In the real business world, accountants like Oscar often take on the role of financial experts in a company. Part of an accountant's job involves communicating financial results to fellow employees to help them make business decisions. To be a successful accountant, you must be able to clearly state monetary issues that arise and assist management in finding solutions.
Angela, who heads the small accounting department, is known for her lack of interpersonal skills, although, somewhat ironically, she rules the party planning committee. Her perfectionist nature is sometimes viewed negatively by coworkers, but she is generally well respected for her precise accounting skills. In the second season episode "The Dundie Awards," Michael describes Angela as "everybody's favorite stickler."
Because accountants handle large amounts of data, opportunities arise for computational errors, even with today's improved technology. The ability to remain conscientious about your work and spend time checking and double checking results helps to ensure that the accounting statements you produce are a reliable and true snapshot of a company's financial position.
Kevin, the quiet accountant who managed to fly under the radar for most of the nine seasons of The Office
, was finally let go in the show's finale. His famous mistake was inserting what he referred to as a "keleven" in his worksheets whenever he did not know an actual number.
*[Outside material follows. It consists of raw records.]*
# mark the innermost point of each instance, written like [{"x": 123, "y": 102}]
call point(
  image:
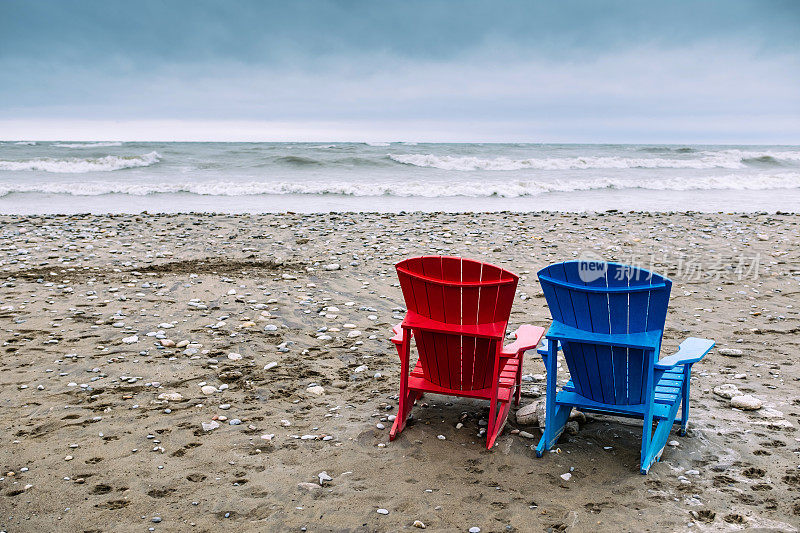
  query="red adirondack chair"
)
[{"x": 458, "y": 312}]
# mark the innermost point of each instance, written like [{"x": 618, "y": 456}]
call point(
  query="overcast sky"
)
[{"x": 567, "y": 71}]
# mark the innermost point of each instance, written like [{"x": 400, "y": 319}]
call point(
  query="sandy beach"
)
[{"x": 207, "y": 372}]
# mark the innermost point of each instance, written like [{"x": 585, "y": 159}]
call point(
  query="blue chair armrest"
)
[
  {"x": 690, "y": 351},
  {"x": 544, "y": 348}
]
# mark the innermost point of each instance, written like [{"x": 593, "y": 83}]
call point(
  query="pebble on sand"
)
[{"x": 746, "y": 402}]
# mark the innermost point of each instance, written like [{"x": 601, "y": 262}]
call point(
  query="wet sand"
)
[{"x": 138, "y": 390}]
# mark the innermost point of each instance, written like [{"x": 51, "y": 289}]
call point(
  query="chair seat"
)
[
  {"x": 667, "y": 394},
  {"x": 492, "y": 330},
  {"x": 506, "y": 383}
]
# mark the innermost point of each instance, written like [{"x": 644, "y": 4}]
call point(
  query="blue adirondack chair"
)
[{"x": 608, "y": 318}]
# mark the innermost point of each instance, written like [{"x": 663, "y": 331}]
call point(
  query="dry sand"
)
[{"x": 101, "y": 414}]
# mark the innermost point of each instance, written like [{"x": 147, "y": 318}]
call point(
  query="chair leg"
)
[
  {"x": 407, "y": 397},
  {"x": 407, "y": 400},
  {"x": 685, "y": 399},
  {"x": 496, "y": 422},
  {"x": 656, "y": 445},
  {"x": 554, "y": 427},
  {"x": 518, "y": 393},
  {"x": 556, "y": 416}
]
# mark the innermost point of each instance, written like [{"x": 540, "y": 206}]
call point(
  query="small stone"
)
[
  {"x": 170, "y": 396},
  {"x": 746, "y": 402},
  {"x": 726, "y": 390}
]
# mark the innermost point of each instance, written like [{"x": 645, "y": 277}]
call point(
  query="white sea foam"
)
[
  {"x": 730, "y": 159},
  {"x": 75, "y": 165},
  {"x": 88, "y": 145},
  {"x": 508, "y": 189}
]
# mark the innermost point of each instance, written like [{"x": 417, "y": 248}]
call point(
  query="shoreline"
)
[{"x": 246, "y": 291}]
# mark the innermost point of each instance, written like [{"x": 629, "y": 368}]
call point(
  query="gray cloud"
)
[{"x": 619, "y": 71}]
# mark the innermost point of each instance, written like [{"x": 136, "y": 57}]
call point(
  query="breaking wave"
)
[
  {"x": 508, "y": 189},
  {"x": 75, "y": 165},
  {"x": 88, "y": 145},
  {"x": 730, "y": 159}
]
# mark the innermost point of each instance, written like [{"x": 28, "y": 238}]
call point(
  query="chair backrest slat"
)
[
  {"x": 456, "y": 291},
  {"x": 607, "y": 298}
]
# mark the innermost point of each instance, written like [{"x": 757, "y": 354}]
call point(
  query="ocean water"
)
[{"x": 115, "y": 177}]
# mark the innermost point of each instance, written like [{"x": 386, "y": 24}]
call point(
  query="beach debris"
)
[
  {"x": 170, "y": 396},
  {"x": 726, "y": 390},
  {"x": 746, "y": 402},
  {"x": 528, "y": 415}
]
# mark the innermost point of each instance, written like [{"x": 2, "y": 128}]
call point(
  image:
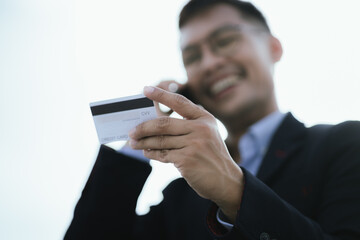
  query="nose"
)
[{"x": 210, "y": 61}]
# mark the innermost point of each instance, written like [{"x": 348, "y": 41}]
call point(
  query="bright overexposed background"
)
[{"x": 57, "y": 56}]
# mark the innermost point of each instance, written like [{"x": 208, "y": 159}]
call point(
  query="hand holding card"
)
[{"x": 114, "y": 118}]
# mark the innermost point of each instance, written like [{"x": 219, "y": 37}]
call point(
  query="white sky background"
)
[{"x": 57, "y": 56}]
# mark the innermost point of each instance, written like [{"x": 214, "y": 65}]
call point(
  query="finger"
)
[
  {"x": 164, "y": 155},
  {"x": 160, "y": 126},
  {"x": 159, "y": 142},
  {"x": 169, "y": 85},
  {"x": 177, "y": 102}
]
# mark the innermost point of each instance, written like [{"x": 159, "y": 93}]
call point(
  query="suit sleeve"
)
[
  {"x": 265, "y": 215},
  {"x": 106, "y": 208}
]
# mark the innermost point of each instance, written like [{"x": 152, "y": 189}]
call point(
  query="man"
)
[{"x": 307, "y": 180}]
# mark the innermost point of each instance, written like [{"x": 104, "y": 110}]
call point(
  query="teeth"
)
[{"x": 223, "y": 84}]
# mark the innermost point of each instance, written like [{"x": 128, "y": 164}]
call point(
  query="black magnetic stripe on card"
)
[{"x": 121, "y": 106}]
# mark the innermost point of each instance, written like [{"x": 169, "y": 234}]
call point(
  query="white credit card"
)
[{"x": 114, "y": 118}]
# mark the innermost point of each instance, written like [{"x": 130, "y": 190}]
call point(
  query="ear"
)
[{"x": 276, "y": 49}]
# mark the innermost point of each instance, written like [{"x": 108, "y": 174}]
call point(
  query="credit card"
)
[{"x": 114, "y": 118}]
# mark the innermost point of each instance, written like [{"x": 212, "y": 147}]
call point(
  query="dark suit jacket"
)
[{"x": 308, "y": 187}]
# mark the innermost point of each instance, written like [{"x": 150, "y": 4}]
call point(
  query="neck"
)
[{"x": 236, "y": 129}]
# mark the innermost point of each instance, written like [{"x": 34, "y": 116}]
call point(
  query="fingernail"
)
[
  {"x": 148, "y": 89},
  {"x": 132, "y": 143},
  {"x": 131, "y": 132}
]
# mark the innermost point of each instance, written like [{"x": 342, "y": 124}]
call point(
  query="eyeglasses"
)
[{"x": 224, "y": 41}]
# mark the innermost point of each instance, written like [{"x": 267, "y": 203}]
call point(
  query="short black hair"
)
[{"x": 246, "y": 9}]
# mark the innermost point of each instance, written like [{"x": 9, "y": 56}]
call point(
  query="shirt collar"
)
[{"x": 254, "y": 143}]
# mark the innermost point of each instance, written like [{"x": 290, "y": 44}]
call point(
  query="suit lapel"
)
[{"x": 285, "y": 142}]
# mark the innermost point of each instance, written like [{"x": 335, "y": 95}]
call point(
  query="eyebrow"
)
[{"x": 211, "y": 35}]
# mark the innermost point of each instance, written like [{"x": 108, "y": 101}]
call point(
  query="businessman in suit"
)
[{"x": 271, "y": 179}]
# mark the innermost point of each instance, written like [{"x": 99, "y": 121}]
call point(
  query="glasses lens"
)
[{"x": 226, "y": 43}]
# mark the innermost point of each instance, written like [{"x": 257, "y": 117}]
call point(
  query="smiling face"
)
[{"x": 229, "y": 62}]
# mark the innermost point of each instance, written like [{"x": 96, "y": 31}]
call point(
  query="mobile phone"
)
[{"x": 186, "y": 92}]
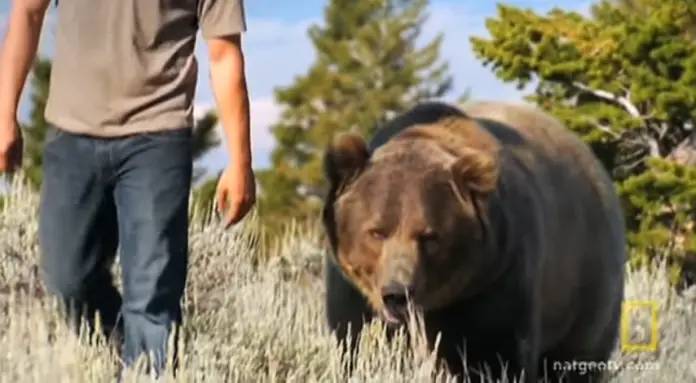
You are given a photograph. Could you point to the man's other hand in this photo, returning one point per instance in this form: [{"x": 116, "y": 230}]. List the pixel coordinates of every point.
[
  {"x": 236, "y": 193},
  {"x": 11, "y": 147}
]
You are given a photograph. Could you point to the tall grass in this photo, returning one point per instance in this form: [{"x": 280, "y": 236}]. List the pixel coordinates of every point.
[{"x": 252, "y": 321}]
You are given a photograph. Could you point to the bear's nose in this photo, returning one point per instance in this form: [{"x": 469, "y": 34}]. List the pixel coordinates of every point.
[{"x": 395, "y": 296}]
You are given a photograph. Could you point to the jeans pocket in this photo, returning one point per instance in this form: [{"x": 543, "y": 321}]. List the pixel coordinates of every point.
[
  {"x": 53, "y": 134},
  {"x": 170, "y": 136}
]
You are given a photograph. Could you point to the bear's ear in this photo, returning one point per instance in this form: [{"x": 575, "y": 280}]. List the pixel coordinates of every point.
[
  {"x": 345, "y": 158},
  {"x": 474, "y": 171}
]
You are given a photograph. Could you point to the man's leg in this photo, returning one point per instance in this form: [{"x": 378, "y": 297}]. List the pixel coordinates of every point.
[
  {"x": 152, "y": 198},
  {"x": 78, "y": 234}
]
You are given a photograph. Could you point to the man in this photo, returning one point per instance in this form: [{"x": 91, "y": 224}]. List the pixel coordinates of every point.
[{"x": 117, "y": 160}]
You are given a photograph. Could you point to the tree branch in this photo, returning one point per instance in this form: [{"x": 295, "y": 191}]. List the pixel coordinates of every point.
[{"x": 625, "y": 102}]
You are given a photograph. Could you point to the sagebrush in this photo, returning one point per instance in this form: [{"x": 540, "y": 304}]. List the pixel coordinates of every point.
[{"x": 262, "y": 321}]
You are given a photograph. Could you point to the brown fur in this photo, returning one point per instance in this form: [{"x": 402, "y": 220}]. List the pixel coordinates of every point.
[{"x": 500, "y": 226}]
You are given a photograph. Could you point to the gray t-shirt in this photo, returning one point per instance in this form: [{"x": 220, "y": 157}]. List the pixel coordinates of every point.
[{"x": 127, "y": 66}]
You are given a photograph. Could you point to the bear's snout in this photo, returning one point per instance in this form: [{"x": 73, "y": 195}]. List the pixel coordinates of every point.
[{"x": 396, "y": 298}]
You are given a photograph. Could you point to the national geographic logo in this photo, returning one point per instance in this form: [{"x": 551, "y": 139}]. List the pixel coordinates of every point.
[{"x": 632, "y": 309}]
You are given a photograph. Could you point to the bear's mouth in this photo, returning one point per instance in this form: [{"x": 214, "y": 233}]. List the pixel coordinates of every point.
[{"x": 395, "y": 311}]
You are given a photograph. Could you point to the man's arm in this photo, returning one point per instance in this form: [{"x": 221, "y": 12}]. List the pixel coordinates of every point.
[
  {"x": 18, "y": 53},
  {"x": 231, "y": 96}
]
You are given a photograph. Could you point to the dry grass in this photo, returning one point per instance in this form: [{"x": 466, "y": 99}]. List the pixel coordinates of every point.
[{"x": 251, "y": 323}]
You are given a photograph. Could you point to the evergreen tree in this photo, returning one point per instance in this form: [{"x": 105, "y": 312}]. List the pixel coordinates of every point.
[
  {"x": 624, "y": 79},
  {"x": 367, "y": 68}
]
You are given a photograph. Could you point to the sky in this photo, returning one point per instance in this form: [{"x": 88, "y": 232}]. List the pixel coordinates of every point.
[{"x": 277, "y": 48}]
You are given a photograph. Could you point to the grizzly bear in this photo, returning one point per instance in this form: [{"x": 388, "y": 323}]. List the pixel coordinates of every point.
[{"x": 493, "y": 221}]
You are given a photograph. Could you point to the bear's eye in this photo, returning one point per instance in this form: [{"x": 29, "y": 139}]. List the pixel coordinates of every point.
[{"x": 377, "y": 234}]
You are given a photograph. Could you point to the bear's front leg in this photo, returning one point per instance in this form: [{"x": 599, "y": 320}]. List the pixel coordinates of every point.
[{"x": 529, "y": 339}]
Kevin told Dwight that "a mistake plus keleven gets you home by seven." For this reason, Kevin's accounting skills rank the lowest of all the accountants featured on the show.
All companies build checks and balances into their accounting systems and sooner or later, all "kelevns" will be discovered. What other skills did Kevin lack, according to Dwight? Math, time management and organization, are some factors, to name a few. Not all of these are essential for accounting success, but the ability to compute financial data in a clear, organized and timely fashion is a highly desirable attribute in any office environment. In spite of this, all was not lost for Kevin's career. Rather than finding another job in accounting, he found his true calling and purchased a bar.